Hacia la una, aproximadamente, volví a mi alojamiento. Una vez más me sentí empujado al callejón de Madama Lucrecia. Un no sé qué blanco pendía de la ventana en la que había visto dos tan diferentes apariciones. Con gran precaución me aproximé. Era una cuerda de nudos. ¿Sería una invitación para despedirme de la signora? Las trazas eran de eso y fuerte la tentación. Sin embargo no cedí a ella, acordándome de lo prometido a don Octavio, y también, fuerza es decirlo, de la muy desagradable acogida que obtuvo, algunos días antes, una mucho más pequeña temeridad.
Proseguí mi camino, aunque lentamente, desolado al desperdiciar la última ocasión que se me ofrecía para el descubrimiento de los misterios de la casa número 13. A cada paso volvía el rostro, esperando ver siempre alguna forma humana subir o descender a lo largo de la cuerda. Pero nadie aparecía. Llegué, al fin, al extremo de la calleja, desembocando en el Corso.
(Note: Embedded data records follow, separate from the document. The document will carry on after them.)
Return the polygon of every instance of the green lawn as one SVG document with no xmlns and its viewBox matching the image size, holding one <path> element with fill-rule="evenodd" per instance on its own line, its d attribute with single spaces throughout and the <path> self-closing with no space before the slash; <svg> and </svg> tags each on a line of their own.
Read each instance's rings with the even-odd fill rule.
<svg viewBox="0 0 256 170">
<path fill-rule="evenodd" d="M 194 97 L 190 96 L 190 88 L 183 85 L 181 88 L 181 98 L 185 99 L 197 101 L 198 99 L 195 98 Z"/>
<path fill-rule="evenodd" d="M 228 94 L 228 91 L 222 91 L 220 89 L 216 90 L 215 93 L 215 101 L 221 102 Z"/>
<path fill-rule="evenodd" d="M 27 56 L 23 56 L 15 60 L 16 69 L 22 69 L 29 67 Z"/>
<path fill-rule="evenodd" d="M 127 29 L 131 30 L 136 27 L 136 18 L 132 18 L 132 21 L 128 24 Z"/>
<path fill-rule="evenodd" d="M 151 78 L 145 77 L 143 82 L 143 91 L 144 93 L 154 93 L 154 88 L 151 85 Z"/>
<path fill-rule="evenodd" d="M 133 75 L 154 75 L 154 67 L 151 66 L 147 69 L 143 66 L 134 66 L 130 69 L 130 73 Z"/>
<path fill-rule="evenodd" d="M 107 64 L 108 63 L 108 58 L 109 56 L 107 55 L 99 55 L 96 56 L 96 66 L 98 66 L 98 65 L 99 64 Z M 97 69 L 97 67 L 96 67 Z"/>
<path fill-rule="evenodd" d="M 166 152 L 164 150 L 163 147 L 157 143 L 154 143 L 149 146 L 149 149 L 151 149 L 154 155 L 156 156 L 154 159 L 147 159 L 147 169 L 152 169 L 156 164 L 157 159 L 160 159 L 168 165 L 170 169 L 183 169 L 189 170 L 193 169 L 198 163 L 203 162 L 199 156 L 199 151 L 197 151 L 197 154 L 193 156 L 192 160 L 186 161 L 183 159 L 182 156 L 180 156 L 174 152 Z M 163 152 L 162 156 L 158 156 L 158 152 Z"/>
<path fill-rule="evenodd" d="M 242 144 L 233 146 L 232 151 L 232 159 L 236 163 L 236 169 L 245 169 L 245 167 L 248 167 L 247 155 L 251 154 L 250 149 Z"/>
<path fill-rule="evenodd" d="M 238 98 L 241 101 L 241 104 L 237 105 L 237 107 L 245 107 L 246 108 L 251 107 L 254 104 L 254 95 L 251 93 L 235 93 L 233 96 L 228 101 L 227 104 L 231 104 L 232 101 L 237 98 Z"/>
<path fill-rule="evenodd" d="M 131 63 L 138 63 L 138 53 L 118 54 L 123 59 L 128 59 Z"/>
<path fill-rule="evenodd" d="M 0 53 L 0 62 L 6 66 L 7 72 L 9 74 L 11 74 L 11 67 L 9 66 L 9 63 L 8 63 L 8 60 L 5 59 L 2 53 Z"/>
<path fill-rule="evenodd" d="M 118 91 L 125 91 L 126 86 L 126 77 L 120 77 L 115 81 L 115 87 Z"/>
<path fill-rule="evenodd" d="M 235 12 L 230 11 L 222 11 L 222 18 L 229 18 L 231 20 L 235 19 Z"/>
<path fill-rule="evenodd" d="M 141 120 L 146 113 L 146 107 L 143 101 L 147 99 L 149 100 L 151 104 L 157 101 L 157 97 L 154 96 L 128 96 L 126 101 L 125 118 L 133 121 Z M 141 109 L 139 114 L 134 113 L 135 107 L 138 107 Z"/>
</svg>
-Adiós, madama Lucrecia -dije saludando a la casa, que aun percibía. Buscad, si os place, otro que no sea yo para vengaros de ese celoso que os aprisiona.
Daban las dos cuando penetré en el hotel. El coche estaba en el patio, cargado completamente. Uno de los mozos del hotel me entregó una carta. Era la de don Octavio, y, como me pareció larga, pensé que sería mejor leerla en mi cuarto, y dije al mozo que me alumbrara.
-Señor -me dijo, el doméstico que nos había anunciado, el que debe acompañar al señor...
-Sí, ya sé, ¿ha venido?
-No, señor.
-Está en la casa de postas y vendrá con los caballos.
-Señor, hace poco ha venido una dama deseosa de hablar con el doméstico del señor. Se ha empeñado en subir al cuarto, encargándome que le diga al doméstico, tan pronto como se presente, que madama Lucrecia le aguarda en el cuarto del señor.
-¿En mi cuarto? -exclamé apretando con fuerza el pasamanos de la escalera.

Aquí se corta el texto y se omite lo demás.